Document
UNITED STATES
SECURITIES AND EXCHANGE COMMISSION
Washington, D.C. 20549
FORM 8-K
CURRENT REPORT
Pursuant to Section 13 or 15(d)
of the Securities Exchange Act of 1934
Date of Report (Date of earliest event reported): March 13, 2018
ADAMAS PHARMACEUTICALS, INC.
(Exact name of registrant as specified in its charter)
|
| | | | |
Delaware | | 001-36399 | | 42-1560076 |
(State or other jurisdiction | | (Commission File Number) | | (IRS Employer Identification No.) |
of incorporation) | | | | |
|
| | |
1900 Powell Street, Suite 750 Emeryville, CA | | 94608 |
(Address of principal executive offices) | | (Zip Code) |
Registrant’s telephone number, including area code: (510) 450-3500
Check the appropriate box below if the Form 8-K filing is intended to simultaneously satisfy the filing obligations of the registrant under any of the following provisions:
☐ Written communications pursuant to Rule 425 under the Securities Act (17 CFR 230.425)
☐ Soliciting material pursuant to Rule 14a-12 under the Exchange Act (17 CFR 240.14a-12)
☐ Pre-commencement communications pursuant to Rule 14d-2(b) under the Exchange Act (17 CFR 240.14d-2(b))
☐ Pre-commencement communications pursuant to Rule 13e-4(c) under the Exchange Act (17 CFR 240.13e-4(c))

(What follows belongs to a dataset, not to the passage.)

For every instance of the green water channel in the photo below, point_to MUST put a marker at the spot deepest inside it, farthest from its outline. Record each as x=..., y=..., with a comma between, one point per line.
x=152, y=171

Indicate by check mark whether the registrant is an emerging growth company as defined in Rule 405 of the Securities Act of 1933 (§230.405 of this chapter) or Rule 12b-2 of the Securities Exchange Act of 1934 (§240.12b-2 of this chapter).
Emerging growth company ☒
If an emerging growth company, indicate by check mark if the registrant has elected not to use the extended transition period for complying with any new or revised financial accounting standards provided pursuant to Section 13(a) of the Exchange Act. ☒
Item 8.01 Other Events.
On March 13, 2018, the U.S. Food and Drug Administration’s (“FDA”) New Paragraph IV Certifications list was updated to reflect that an abbreviated new drug application (“ANDA”) seeking authorization from the FDA to manufacture, use, or sell a generic version of GOCOVRI™ (amantadine) extended release capsules, containing one or more certifications pursuant to 21 U.S.C. § 355(j)(2)(A)(vii)(IV), was submitted to the FDA on January 16, 2018, and has been accepted for filing.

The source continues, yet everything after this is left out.